From Arthur Conan Doyle's "The Boscombe Valley Mystery" (1891), collected in The New Annotated Sherlock Holmes
"And the murderer?"

"Is a tall man, left-handed, limps with the right leg, wears thick-soled shooting boots and a grey cloak, smokes Indian cigars, uses a cigar-holder, and carries a blunt penknife in his pocket. There are several other indications, but these may be enough to aid us in our search."
If you've ever read any Holmes stories, you didn't even need me to identify the quotation. No other fictional creation could be so rapid, certain, and detailed, while at the same time suggesting that what he's revealed is only the tip of the iceberg.
"We have got to the deductions and the inferences," said Lestrade, winking at me. "I find it hard enough to tackle facts, Holmes, without flying away after theories and fancies."
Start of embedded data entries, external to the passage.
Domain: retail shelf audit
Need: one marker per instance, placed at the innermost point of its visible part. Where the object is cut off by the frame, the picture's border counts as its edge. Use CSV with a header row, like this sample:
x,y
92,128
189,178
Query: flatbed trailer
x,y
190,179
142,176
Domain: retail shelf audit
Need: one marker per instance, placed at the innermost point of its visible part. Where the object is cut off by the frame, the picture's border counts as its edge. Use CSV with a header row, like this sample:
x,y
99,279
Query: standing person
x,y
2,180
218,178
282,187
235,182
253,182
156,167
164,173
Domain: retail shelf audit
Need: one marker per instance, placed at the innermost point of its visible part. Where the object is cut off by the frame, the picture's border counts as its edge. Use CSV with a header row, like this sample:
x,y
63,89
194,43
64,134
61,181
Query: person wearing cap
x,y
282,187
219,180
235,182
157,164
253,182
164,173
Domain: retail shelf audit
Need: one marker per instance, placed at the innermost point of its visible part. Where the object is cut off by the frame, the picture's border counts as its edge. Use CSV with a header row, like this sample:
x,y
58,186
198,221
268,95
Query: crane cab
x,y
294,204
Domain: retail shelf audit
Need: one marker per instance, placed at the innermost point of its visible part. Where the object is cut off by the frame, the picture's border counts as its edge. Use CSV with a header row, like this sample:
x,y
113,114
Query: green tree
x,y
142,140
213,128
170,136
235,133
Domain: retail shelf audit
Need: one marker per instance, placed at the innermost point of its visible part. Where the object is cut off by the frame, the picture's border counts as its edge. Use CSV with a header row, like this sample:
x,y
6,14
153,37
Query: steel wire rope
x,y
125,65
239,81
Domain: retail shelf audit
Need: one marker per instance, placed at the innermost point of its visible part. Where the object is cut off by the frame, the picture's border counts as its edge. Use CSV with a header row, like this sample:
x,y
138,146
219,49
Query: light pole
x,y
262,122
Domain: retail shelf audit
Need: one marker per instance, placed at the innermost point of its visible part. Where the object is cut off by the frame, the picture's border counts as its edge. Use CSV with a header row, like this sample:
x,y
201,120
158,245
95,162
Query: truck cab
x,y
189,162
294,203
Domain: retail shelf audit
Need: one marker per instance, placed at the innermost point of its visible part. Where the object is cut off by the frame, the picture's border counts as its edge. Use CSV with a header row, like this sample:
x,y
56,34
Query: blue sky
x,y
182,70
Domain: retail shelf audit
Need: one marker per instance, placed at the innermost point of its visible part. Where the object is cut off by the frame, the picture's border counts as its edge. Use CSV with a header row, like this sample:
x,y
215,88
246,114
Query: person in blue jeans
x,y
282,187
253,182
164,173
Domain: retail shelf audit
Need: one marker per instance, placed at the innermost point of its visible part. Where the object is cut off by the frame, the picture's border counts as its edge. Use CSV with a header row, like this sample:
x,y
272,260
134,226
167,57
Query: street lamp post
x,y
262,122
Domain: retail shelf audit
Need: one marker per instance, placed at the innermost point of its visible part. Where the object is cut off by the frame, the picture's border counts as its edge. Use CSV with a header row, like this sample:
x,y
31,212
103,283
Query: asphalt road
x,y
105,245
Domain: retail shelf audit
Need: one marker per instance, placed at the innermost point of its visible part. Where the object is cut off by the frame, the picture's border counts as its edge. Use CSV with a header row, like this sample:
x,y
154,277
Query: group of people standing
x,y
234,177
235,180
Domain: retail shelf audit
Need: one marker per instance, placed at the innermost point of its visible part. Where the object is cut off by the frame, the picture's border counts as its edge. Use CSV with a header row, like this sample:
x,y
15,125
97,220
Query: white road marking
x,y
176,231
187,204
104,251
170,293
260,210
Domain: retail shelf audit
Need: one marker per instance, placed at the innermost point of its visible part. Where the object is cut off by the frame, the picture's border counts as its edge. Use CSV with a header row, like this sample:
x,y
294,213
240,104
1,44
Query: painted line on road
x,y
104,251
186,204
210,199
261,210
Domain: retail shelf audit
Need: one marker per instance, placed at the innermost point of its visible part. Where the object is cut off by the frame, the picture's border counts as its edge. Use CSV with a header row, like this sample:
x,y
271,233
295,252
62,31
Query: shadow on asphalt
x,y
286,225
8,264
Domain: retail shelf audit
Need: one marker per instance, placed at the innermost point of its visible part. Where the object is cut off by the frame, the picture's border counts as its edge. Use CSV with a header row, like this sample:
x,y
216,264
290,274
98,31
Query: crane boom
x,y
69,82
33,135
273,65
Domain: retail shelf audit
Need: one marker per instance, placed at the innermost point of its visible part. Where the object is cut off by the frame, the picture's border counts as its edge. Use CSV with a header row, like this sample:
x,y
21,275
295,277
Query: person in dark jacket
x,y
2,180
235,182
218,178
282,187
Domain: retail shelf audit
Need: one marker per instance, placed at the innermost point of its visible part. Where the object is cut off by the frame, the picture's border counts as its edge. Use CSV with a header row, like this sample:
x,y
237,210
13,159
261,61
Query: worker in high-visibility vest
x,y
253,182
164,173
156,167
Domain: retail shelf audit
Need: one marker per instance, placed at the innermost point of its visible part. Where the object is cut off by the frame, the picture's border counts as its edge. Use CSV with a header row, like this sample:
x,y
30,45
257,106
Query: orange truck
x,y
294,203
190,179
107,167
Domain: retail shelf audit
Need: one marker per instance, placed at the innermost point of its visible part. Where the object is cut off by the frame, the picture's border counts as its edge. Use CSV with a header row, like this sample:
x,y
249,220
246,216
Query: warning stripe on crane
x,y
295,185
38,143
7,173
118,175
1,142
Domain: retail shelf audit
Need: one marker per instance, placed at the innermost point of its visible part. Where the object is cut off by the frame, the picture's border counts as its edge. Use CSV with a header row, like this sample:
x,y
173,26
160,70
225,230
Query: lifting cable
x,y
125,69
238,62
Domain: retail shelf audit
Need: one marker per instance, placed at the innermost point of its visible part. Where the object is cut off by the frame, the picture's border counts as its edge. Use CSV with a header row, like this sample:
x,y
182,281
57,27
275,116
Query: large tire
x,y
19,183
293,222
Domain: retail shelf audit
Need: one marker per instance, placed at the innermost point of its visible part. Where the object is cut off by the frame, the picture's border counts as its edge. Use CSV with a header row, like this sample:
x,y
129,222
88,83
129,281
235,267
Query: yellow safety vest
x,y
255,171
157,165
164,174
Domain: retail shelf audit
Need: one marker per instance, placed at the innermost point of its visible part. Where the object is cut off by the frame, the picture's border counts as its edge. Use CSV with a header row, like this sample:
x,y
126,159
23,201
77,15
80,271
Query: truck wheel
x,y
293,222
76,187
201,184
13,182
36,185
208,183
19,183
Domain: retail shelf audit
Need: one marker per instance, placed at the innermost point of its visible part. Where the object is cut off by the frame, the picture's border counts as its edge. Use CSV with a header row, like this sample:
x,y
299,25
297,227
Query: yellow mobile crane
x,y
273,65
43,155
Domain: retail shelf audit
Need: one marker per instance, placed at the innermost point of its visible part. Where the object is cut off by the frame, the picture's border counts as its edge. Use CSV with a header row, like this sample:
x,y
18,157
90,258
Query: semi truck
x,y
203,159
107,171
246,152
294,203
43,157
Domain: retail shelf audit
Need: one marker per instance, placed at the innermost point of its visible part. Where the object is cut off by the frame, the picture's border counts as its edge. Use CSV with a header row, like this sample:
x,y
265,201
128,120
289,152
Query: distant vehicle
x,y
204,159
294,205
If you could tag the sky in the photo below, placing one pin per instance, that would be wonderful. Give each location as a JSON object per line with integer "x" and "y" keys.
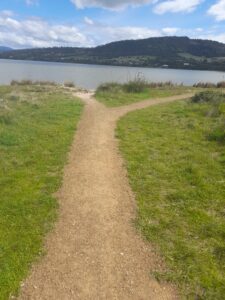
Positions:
{"x": 88, "y": 23}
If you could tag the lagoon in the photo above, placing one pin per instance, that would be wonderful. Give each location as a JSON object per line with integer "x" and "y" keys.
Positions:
{"x": 90, "y": 76}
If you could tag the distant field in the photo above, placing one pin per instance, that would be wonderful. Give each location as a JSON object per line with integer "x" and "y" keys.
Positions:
{"x": 175, "y": 155}
{"x": 116, "y": 96}
{"x": 37, "y": 124}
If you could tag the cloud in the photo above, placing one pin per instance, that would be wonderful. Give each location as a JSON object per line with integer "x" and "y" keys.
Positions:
{"x": 218, "y": 10}
{"x": 35, "y": 32}
{"x": 170, "y": 30}
{"x": 88, "y": 21}
{"x": 109, "y": 4}
{"x": 176, "y": 6}
{"x": 32, "y": 2}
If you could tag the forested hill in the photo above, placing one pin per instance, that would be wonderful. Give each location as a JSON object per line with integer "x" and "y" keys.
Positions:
{"x": 167, "y": 52}
{"x": 4, "y": 49}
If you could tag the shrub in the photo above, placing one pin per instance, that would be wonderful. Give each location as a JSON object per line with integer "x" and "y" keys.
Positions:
{"x": 135, "y": 86}
{"x": 221, "y": 84}
{"x": 110, "y": 87}
{"x": 69, "y": 84}
{"x": 209, "y": 97}
{"x": 205, "y": 85}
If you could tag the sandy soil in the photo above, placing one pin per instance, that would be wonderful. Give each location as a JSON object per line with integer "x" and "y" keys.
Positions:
{"x": 94, "y": 251}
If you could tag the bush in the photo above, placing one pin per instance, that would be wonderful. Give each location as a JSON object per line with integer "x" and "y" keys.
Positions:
{"x": 109, "y": 87}
{"x": 135, "y": 86}
{"x": 221, "y": 84}
{"x": 205, "y": 85}
{"x": 69, "y": 84}
{"x": 208, "y": 97}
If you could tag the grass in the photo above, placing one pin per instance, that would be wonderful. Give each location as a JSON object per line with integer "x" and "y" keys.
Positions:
{"x": 177, "y": 174}
{"x": 114, "y": 94}
{"x": 37, "y": 124}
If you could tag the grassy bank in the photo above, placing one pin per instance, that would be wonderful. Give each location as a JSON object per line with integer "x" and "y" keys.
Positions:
{"x": 114, "y": 94}
{"x": 175, "y": 156}
{"x": 37, "y": 124}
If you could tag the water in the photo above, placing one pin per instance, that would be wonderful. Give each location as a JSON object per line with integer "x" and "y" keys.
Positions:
{"x": 90, "y": 76}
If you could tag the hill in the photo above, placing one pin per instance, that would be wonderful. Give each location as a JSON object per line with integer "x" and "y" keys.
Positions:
{"x": 4, "y": 49}
{"x": 167, "y": 52}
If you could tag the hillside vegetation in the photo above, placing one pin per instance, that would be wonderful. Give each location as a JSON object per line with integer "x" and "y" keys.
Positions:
{"x": 175, "y": 156}
{"x": 172, "y": 52}
{"x": 37, "y": 124}
{"x": 115, "y": 94}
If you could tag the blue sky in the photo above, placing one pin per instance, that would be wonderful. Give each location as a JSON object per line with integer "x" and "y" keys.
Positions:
{"x": 86, "y": 23}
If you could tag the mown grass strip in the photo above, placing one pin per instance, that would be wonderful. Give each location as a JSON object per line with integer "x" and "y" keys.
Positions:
{"x": 177, "y": 173}
{"x": 37, "y": 125}
{"x": 114, "y": 94}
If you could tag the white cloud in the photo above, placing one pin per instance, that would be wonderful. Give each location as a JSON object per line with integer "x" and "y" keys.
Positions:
{"x": 109, "y": 4}
{"x": 176, "y": 6}
{"x": 35, "y": 32}
{"x": 88, "y": 21}
{"x": 32, "y": 2}
{"x": 6, "y": 13}
{"x": 218, "y": 10}
{"x": 170, "y": 30}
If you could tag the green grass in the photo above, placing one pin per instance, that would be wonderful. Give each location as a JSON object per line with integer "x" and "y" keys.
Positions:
{"x": 119, "y": 97}
{"x": 37, "y": 125}
{"x": 178, "y": 176}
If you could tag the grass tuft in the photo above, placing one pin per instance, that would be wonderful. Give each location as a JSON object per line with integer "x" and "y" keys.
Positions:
{"x": 35, "y": 135}
{"x": 177, "y": 175}
{"x": 114, "y": 94}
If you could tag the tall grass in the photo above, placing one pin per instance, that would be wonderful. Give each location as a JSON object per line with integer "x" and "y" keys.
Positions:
{"x": 177, "y": 174}
{"x": 36, "y": 131}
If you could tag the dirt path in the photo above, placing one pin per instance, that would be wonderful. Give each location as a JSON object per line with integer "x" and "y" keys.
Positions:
{"x": 94, "y": 251}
"You are right," said Holmes demurely; "you do find it hard to tackle the facts."
Stacey and I have been reading Holmes stories aloud to each other on car trips for seven or eight years now. We don't read one on every trip—too often on winter trips we're leaving work right before sundown—but we've gotten through a fair number. We were reading from three or four Oxford World's Classics editions, but on the publication a year or so ago of The New Annotated Sherlock Holmes, we decided to start over at the beginning. We've therefore still got a lot of unread stories ahead of us.

Holmes stories are just about perfect for reading aloud in the car. (My coworker Carrie said she had recently suggested to her husband that they read aloud from Macbeth, but that's of necessity a two-person, home-based activity—too many parts to keep track of with a lone voice. And too much blood for a rental car.) The plots clip along, the dialogue is just stilted enough that one person can read each character's dialogue with reasonable conviction, and Holmes's arrogance rears its charming head often enough that the reading doesn't get monotonous, broken as it is by astonished laughter from reader and listener.

And there seem to be just enough stories, too. Just enough stories that, in fifty, sixty, seventy years of marriage, we could run through them again and again—but not so often that they get repetitive. The plots will become more familiar, but we're really reading for Holmes and Watson, and they, like a good marriage itself, should only become more comfortable—and comforting—with repetition. Watson's wife could be speaking to us all when she argues, in response to his worries that he might be too busy to travel on a case with Holmes:
"You have been looking a little pale lately. I think the change would do you good, and you are always so interested in Mr. Sherlock Holmes's cases."

1 comment:

  1. Speaking of the Oxford World's Classics editions, the ones we have of Sherlock Holmes stories are free to the first reader of this blog who wants them and posts a comment saying so. The New Annotated Sherlock Holmes is such a wonderful book, so lovingly produced, that I'm willing to lug the extra weight around on any trip.